Behind every successful Mad Man is a female character that any actress would audition every day for a year to play. Mad Men may be set in a world where gender equality is a distant dream, but it's written and produced in the future: by the third season, more than half of its writers were women, which is a vanishingly rare statistic.
It's the first office-based show I can ever remember seeing where the home lives of our characters jump up and invade their work lives; not just for the odd episode here and there, but all the time. If we imagine Don Draper, he might be in the office, sharp-suited, half-cut, smoking a Lucky Strike. Equally, he might be at home with the icy Betty or the thwarted Megan, trying to negotiate his way through an increasingly complex family life. The show switches seamlessly between the business and domestic spheres.
The convention when a marriage breaks up in a workplace drama is that we never see the divorced partner again. Maybe the occasional fight over custody, conducted largely by phone. The writers of Mad Men, however, realised that viewers had invested in Betty: her neurosis, her calculation, her infidelity, her appalling mothering skills (who can forget the moment where she yells at her kids for playing with plastic bags over their heads? She couldn't care less if they suffocate, but she's furious that her dry-cleaning might get creased).
We didn't lose her when Don lost her, because the drama worked better if she stayed. She's also responsible for one of the show's most iconic moments: standing in her yard, dead-eyed, cigarette stuck to her bottom lip, shooting pigeons out of the sky.

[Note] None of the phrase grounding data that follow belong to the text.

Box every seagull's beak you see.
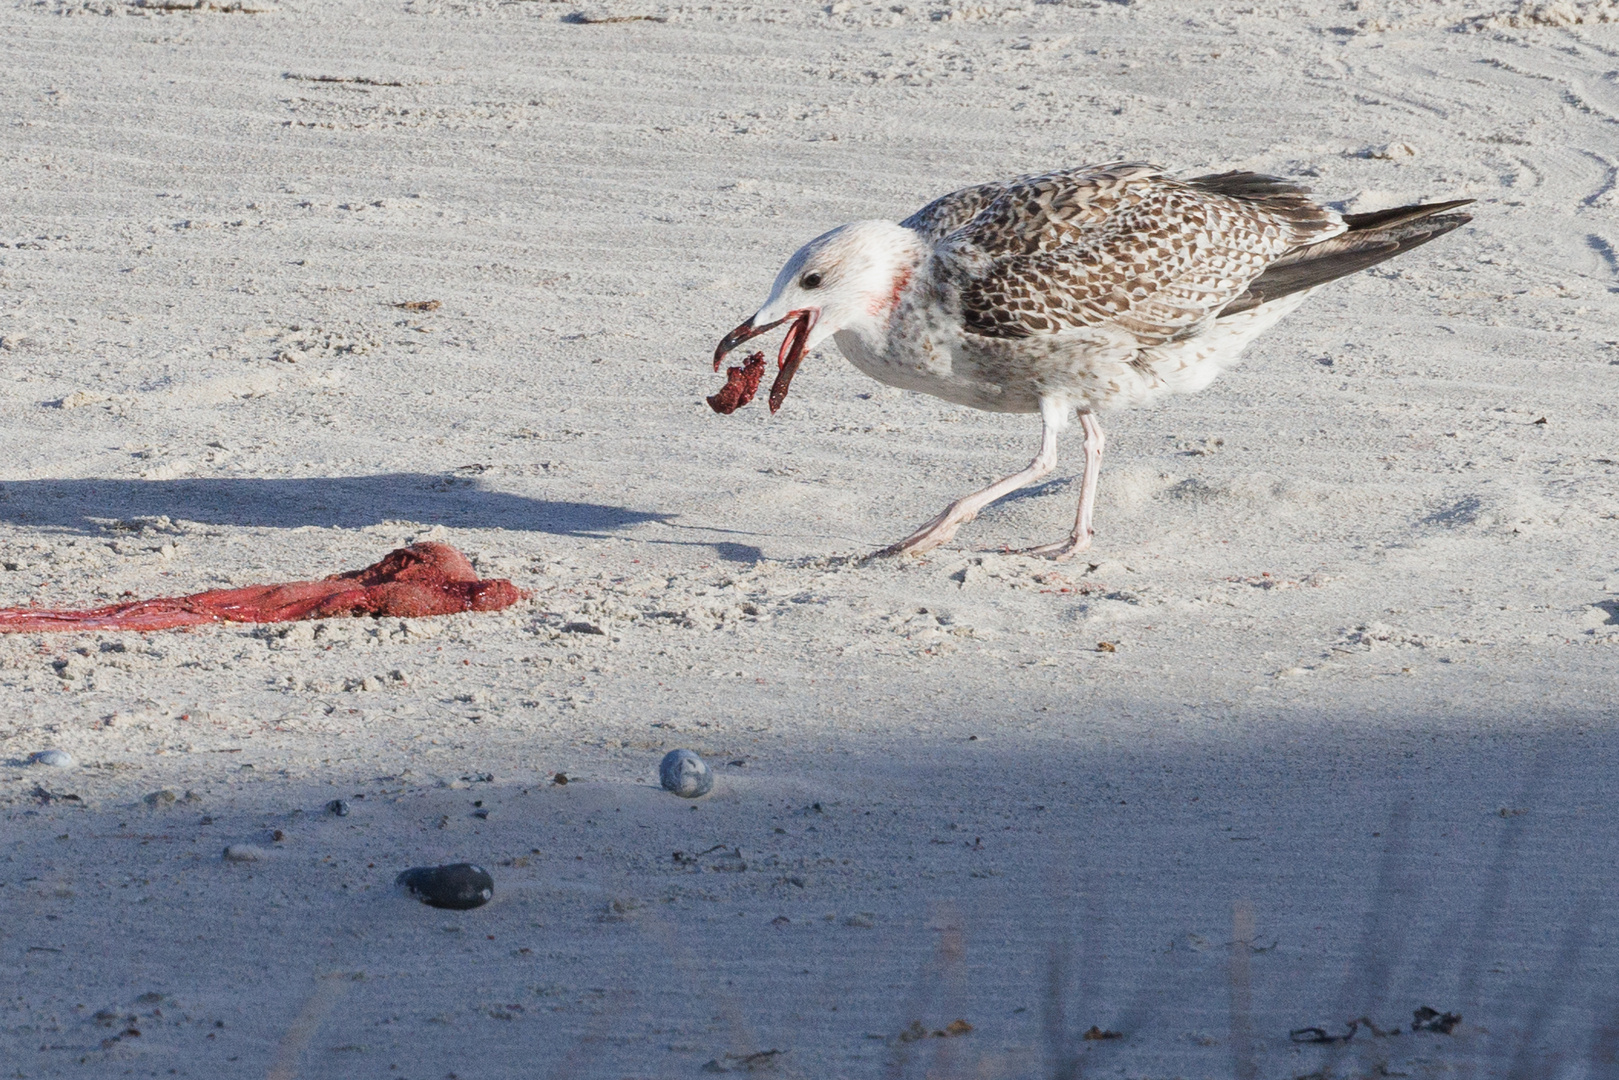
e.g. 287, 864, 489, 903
713, 314, 790, 371
710, 307, 820, 415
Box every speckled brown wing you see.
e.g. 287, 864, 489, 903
932, 162, 1345, 345
899, 180, 1010, 243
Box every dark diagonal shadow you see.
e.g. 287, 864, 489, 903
1001, 476, 1077, 505
0, 475, 669, 536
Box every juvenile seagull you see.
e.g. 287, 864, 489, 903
710, 162, 1471, 558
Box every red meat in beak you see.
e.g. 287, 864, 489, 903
706, 352, 765, 415
710, 309, 818, 415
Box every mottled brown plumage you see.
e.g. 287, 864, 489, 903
913, 162, 1343, 344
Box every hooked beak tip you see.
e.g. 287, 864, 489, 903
714, 313, 789, 371
713, 317, 752, 371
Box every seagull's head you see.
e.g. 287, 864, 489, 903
710, 220, 924, 414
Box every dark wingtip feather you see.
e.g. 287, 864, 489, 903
1342, 198, 1476, 232
1184, 171, 1341, 245
1218, 205, 1474, 318
1185, 170, 1315, 199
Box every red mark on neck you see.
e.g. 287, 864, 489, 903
869, 267, 913, 318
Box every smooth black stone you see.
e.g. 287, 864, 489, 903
396, 863, 494, 910
327, 799, 350, 817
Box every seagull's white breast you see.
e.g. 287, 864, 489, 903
831, 286, 1318, 417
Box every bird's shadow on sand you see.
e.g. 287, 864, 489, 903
0, 474, 669, 540
980, 475, 1076, 514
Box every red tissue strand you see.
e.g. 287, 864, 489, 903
767, 311, 812, 414
0, 543, 522, 634
707, 352, 766, 414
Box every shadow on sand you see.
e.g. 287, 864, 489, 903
3, 729, 1615, 1077
0, 474, 668, 537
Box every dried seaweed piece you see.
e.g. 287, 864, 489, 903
896, 1019, 972, 1043
1082, 1025, 1123, 1040
132, 1, 272, 10
564, 11, 668, 24
395, 299, 440, 311
286, 73, 405, 87
1411, 1006, 1461, 1034
701, 1048, 782, 1072
1290, 1024, 1357, 1044
1348, 1016, 1399, 1037
707, 352, 766, 414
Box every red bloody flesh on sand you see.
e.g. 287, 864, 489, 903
709, 309, 815, 415
0, 543, 522, 634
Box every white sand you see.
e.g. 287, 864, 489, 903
3, 1, 1618, 1076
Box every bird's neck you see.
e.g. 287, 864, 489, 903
848, 225, 928, 338
866, 262, 917, 320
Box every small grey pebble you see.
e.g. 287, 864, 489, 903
397, 863, 494, 910
659, 749, 713, 799
472, 808, 490, 820
144, 789, 178, 808
222, 844, 267, 862
327, 799, 350, 817
29, 749, 75, 769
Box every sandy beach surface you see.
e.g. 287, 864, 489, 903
3, 1, 1619, 1076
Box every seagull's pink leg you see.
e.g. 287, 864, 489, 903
880, 407, 1060, 557
1021, 409, 1104, 561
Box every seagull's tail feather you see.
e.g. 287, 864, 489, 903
1217, 198, 1474, 318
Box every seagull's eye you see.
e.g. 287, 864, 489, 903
800, 272, 823, 290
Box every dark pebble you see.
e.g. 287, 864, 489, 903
396, 863, 494, 910
327, 799, 350, 817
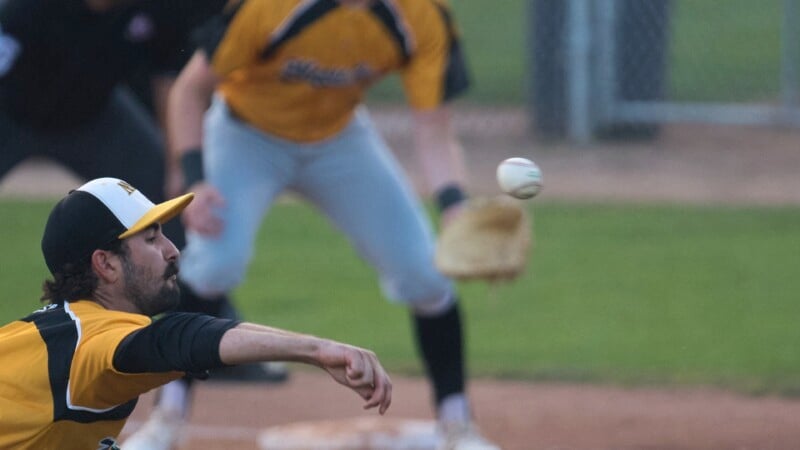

The women of Mad Men operate in a sexist world, and they're defined by their struggle to gain parity at work and in their homes. Peggy Olson (who I like to believe is named in homage to Jimmy Olsen, the super-keen kid at the Daily Planet), is the obvious career woman: she comes in to the show as a secretary and drags herself, chewed fingernails all the way, to being a star copywriter with her own office. She never stops fighting to be valued at her own sense of what she's worth.
And all this happens under the ever-watchful eyes of Joan. Literally miles of column inches have been dedicated to the radiant Christina Hendricks, most of them transfixed by her extraordinary beauty. But that undersells her character: Joan has proved as enigmatic and unpredictable as Don Draper.
When we first meet her, she's having an affair with her boss, Roger Sterling: so far, so predictable. But gradually, we see her queen bee status is based on more than beauty and connections. She's a contradictory figure – bitchy yet maternal, sexy yet withdrawn. She's clever, but she doesn't challenge the status quo until she sees Peggy succeed by doing so. She longs to be married, has her pick of potential partners, yet she still picks the duffer. She's torn between being a stay-at-home wife and a career gal. She plays the accordion, and remains cute while doing so. And, best of all, she picks herself up from a bad marriage and carries on with her life, like an actual person. Joan is both unattainable, and yet she's an everywoman (unless you really focus on the accordion).
And that is the secret to Mad Men's success: it treats all of its characters as whole, multi-dimensional human beings. Even the minor characters couldn't be described in a sentence. And it's this complexity which keeps us tuning in, week after week.